The trial was had to a jury which found that the accident was caused solely by Cain’s negligence.1 The appellants then filed a Motion for Judgment contending that they were entitled to recover from Cain the $15,000 paid to Nelson in settlement. Cain filed a Motion for Judgment asking that she recover nothing from appellants because of the jury’s findings and that appellants be denied its claim over and against her for contribution. Judgment was rendered by the trial court that appellants recover nothing from Cain on their cross-action.

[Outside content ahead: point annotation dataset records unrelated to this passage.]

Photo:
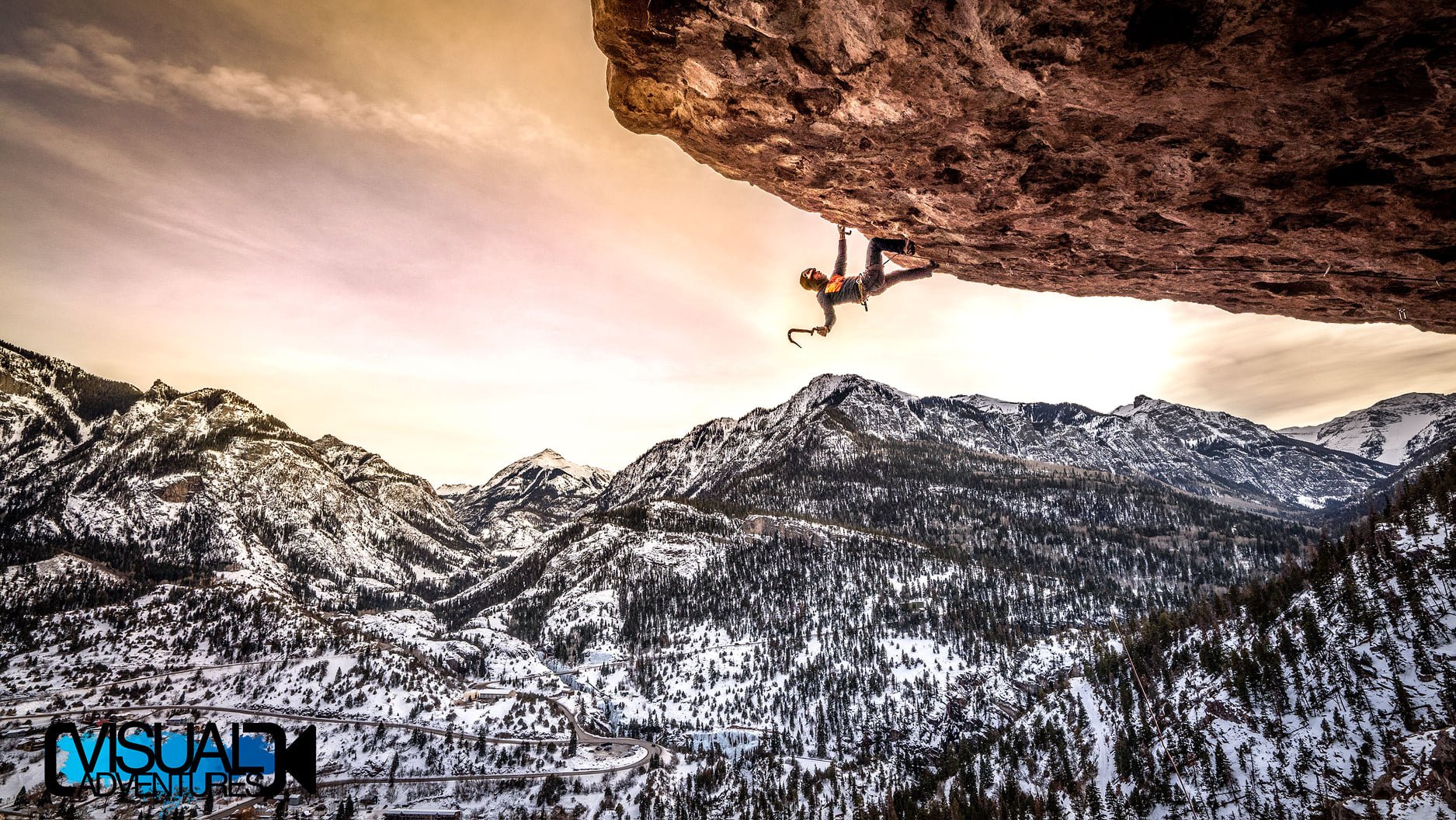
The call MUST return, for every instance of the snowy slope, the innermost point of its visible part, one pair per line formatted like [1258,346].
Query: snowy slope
[1394,430]
[1208,453]
[207,480]
[1324,695]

Appellants contend that they, as a settling defendant, are entitled to contribution from the non-settling defendant, relying on TEX.REV.CIV.STAT.ANN. art. 2212a (Vernon Supp.1az984) and Cypress Creek Utilities Service Co. v. Muller, 640 S.W.2d 860 (Tex.1982) for the disposition of this case. We disagree.

On January 4, 1984, the Texas Supreme Court held in Bonniwell v. Beech Aircraft Corporation, 668 S.W.2d 816, 27 Tex.Sup.Ct.J. 140 (1984) that “neither article 2212 nor article 2212a provides any right of contribution to a joint tortfeasor who has settled the plaintiff’s claim”.

To gain the benefit of any relief under Article 2212, a tortfeasor, appellants here, must be established as a judgment debtor through the rendition of a contested or agreed judgment. Lubbock Manufacturing Co. v. International Harvester Co., 584 S.W.2d 908, 911 (Tex.Civ.App.—Dallas 1979, writ ref’d n.r.e.); See, Brown & Root, Inc. v. United States, 198 F.2d 138 (5th Cir.1952); Lower Neches Valley Authority v. City of Beaumont, 392 S.W.2d 733 (Tex.Civ.App.—Beaumont 1965, writ ref’d n.r.e.).

We concur with both the language and the reasoning of the Austin appellate court when it wrote:

“Article 2212 requires a legally enforceable judgment; a mere settlement agreement which was not reduced to judgment form would not satisfy the prerequisites to recovery under Article 2212. While this difference may seem overly technical, the rationale behind the requirement of a judgment, as opposed to simply a settlement, is sound. The court in Bonniwell simply reaffirmed this principle....”

Iowa Manufacturing Company v. Weisman Equipment Company, No. 13,595 CV (Tex.App.—Austin, March 7, 1984) (not yet reported).

The judgment of the trial court is AFFIRMED.

BROOKSHIRE, J., not participating.

. In response to Special Issue No. 1, the jury found "no” negligence on the part of Alexander, the driver of the Coca Cola truck. Further, in response to Special Issue No. 12, the jury found Alexander was "0% and Frances Cain 100%" negligent.